Where can I find home cooked dog food recipes that ensure the diet is balanced?
Original Question: After doing a lot of research, I am not very comfortable about continuing to feed Teddy a "high end" commercial dog food. I want to feed her food cooked at home but I want to make sure that she is getting all of the vitamins and minerals that she needs to grow and develop correctly. Do you have any holistic recipes that would provide her the vitamins and minerals from her food? I was going to cook leg and thigh quarters of chicken (of course removing the bones & saving for a stock). Also adding green beans, carrots, beet pulp, boiled eggs & blending eggs shells for calcium. If not can you recommend a supplement to add. - Amy
Thanks for your question!
It is wonderful that you want to provide the best possible nutrition for your dog. The benefit of feeding a commercial diet is that you can be assured it is nutritionally balanced, having all the vitamins and minerals your pet needs. It also provides a cost-effective and convenient option for most pet owners. You can certainly also achieve a balanced home-cooked diet, but it does take a lot of careful planning and time to do correctly.

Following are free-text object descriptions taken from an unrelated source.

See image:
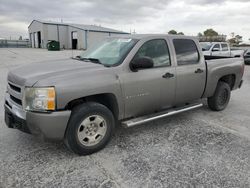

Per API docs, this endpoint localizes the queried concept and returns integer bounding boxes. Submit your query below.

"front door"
[211,43,222,56]
[120,39,176,118]
[173,38,206,104]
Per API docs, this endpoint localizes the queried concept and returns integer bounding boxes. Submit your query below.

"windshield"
[200,42,212,51]
[80,38,138,66]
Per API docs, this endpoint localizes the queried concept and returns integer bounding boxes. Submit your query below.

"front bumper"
[4,102,71,141]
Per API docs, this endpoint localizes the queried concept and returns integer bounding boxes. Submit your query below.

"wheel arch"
[65,93,120,120]
[203,73,236,98]
[218,74,236,90]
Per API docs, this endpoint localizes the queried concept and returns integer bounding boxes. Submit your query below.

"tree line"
[167,28,244,45]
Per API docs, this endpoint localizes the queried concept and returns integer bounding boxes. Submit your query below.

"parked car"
[5,35,244,155]
[200,42,244,57]
[244,50,250,65]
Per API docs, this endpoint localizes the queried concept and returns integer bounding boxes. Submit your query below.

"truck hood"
[8,58,110,86]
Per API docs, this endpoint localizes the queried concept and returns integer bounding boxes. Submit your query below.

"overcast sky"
[0,0,249,41]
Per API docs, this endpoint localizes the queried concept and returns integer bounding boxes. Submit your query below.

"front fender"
[34,69,124,119]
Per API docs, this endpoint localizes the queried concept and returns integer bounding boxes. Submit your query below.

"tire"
[64,102,115,155]
[207,81,231,111]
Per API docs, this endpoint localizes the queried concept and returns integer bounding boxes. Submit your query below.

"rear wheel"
[207,81,231,111]
[65,102,115,155]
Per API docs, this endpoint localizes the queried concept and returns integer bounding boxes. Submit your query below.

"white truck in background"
[200,42,245,57]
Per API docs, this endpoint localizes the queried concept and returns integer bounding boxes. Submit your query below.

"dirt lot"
[0,48,250,188]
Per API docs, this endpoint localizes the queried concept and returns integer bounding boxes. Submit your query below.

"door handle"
[162,72,174,78]
[195,68,204,74]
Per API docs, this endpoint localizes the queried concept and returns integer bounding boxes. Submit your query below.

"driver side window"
[133,39,171,67]
[213,44,220,50]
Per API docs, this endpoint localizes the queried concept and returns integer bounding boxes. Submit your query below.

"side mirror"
[212,48,220,52]
[130,57,154,71]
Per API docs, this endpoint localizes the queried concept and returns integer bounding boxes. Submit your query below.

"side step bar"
[122,103,203,128]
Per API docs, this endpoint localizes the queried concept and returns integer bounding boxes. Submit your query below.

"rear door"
[173,38,206,104]
[220,43,230,57]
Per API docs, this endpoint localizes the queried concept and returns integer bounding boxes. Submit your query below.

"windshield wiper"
[73,56,101,63]
[75,57,111,67]
[80,57,102,64]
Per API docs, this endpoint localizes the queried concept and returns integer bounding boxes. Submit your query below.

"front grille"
[9,83,21,93]
[8,81,23,107]
[10,95,22,106]
[5,100,12,109]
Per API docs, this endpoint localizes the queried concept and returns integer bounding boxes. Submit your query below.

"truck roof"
[112,34,198,40]
[200,42,228,45]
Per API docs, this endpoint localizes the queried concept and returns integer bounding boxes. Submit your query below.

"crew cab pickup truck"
[244,50,250,64]
[200,42,245,57]
[5,35,244,155]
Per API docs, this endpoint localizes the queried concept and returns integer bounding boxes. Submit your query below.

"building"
[28,20,129,50]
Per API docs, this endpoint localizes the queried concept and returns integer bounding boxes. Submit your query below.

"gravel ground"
[0,48,250,188]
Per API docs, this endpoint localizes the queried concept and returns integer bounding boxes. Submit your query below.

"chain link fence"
[0,40,31,48]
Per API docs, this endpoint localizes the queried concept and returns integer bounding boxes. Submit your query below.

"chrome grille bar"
[7,81,23,107]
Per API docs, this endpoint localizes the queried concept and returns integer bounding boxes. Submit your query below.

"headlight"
[24,87,56,111]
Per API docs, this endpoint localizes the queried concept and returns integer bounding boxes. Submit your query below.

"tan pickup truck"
[5,34,244,155]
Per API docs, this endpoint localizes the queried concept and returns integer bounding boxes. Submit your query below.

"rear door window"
[221,44,229,51]
[173,39,199,65]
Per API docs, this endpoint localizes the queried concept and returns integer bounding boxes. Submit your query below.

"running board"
[122,103,203,128]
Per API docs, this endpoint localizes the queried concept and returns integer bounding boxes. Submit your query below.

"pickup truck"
[244,50,250,64]
[200,42,245,57]
[4,35,244,155]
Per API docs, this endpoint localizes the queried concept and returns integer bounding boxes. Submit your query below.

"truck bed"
[203,56,244,98]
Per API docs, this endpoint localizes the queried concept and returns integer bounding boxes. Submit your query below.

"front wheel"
[64,102,115,155]
[207,81,231,111]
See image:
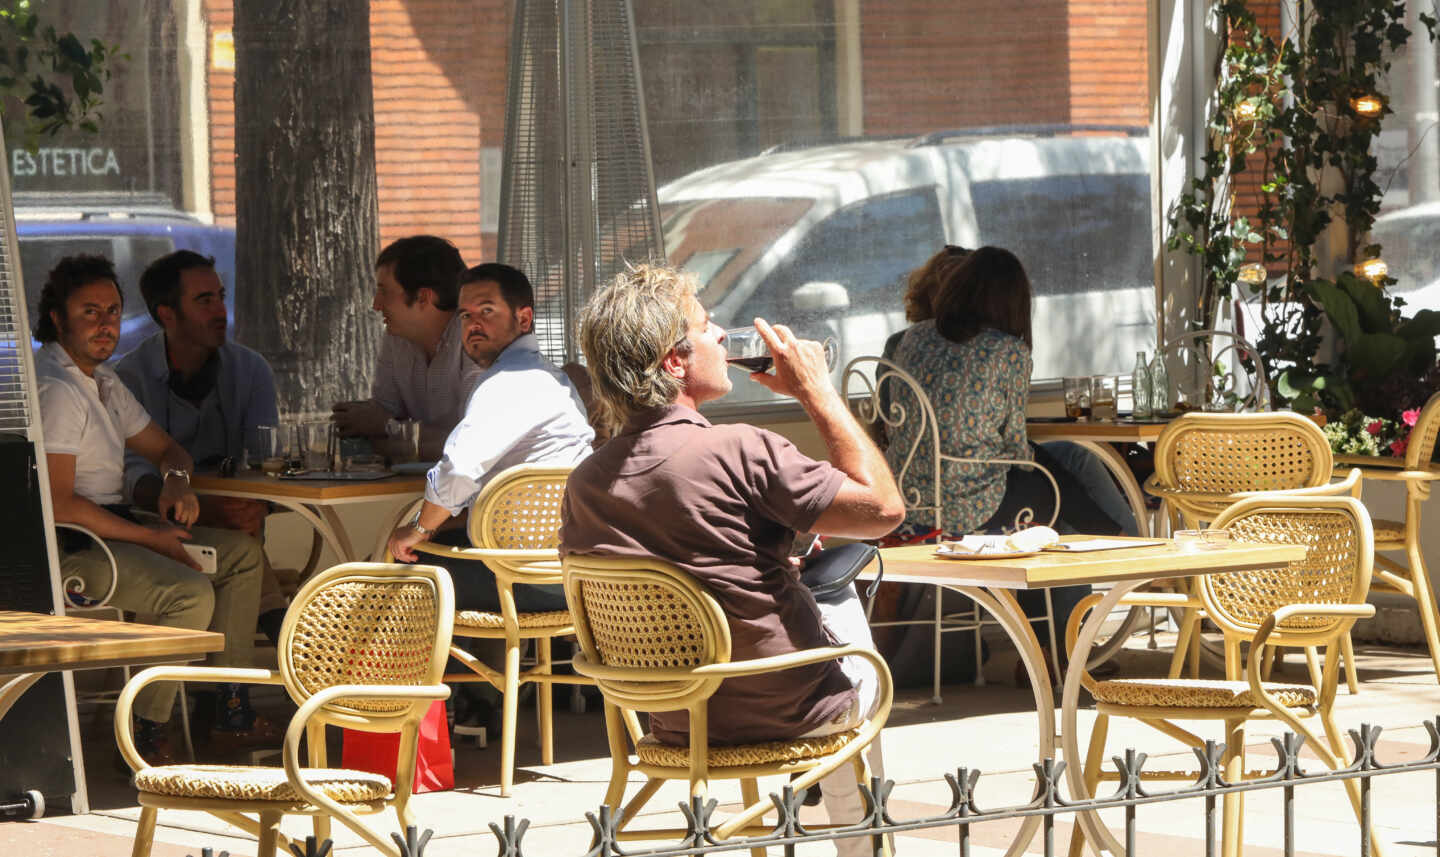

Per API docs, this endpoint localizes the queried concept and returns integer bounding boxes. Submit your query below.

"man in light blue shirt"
[385,262,593,612]
[116,250,288,648]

The most important thing to remember is that it is very difficult to know how much of each food item to add to get the right amounts of nutrients, vitamins and minerals. For this reason, I always recommend following a recipe. There are some excellent home-cooked recipes available that are developed by veterinarians and nutritionists. There are also a lot of recipes out there that are not based on sound nutritional science, so please be cautious. A vitamin and mineral supplement designed for dogs (not the same as for cats – as the requirements vary) is typically required to ensure the diet is balanced. I cannot recommend a specific recipe or product here, but your veterinarian will be able to provide you with this information. In addition, one reliable resource you may find helpful regarding pet nutrition is the American College of Veterinary Nutrition (http://www.acvn.org).
Additional factors to consider are the pet’s age, and if there are any illnesses. Puppies, adults and senior pets all have different nutritional needs, and a recipe for one may not be appropriate for another. There are also many health conditions that will determine which recipe to use. For example, if a pet has food allergies then you will need to tailor the diet to avoid certain ingredients. It is best to work with your veterinarian to figure all of this out – they may consider consulting with a board certified veterinary nutritionist to design something exclusively for your pet’s needs.
I hope this gives you some insight – wishing you all the best.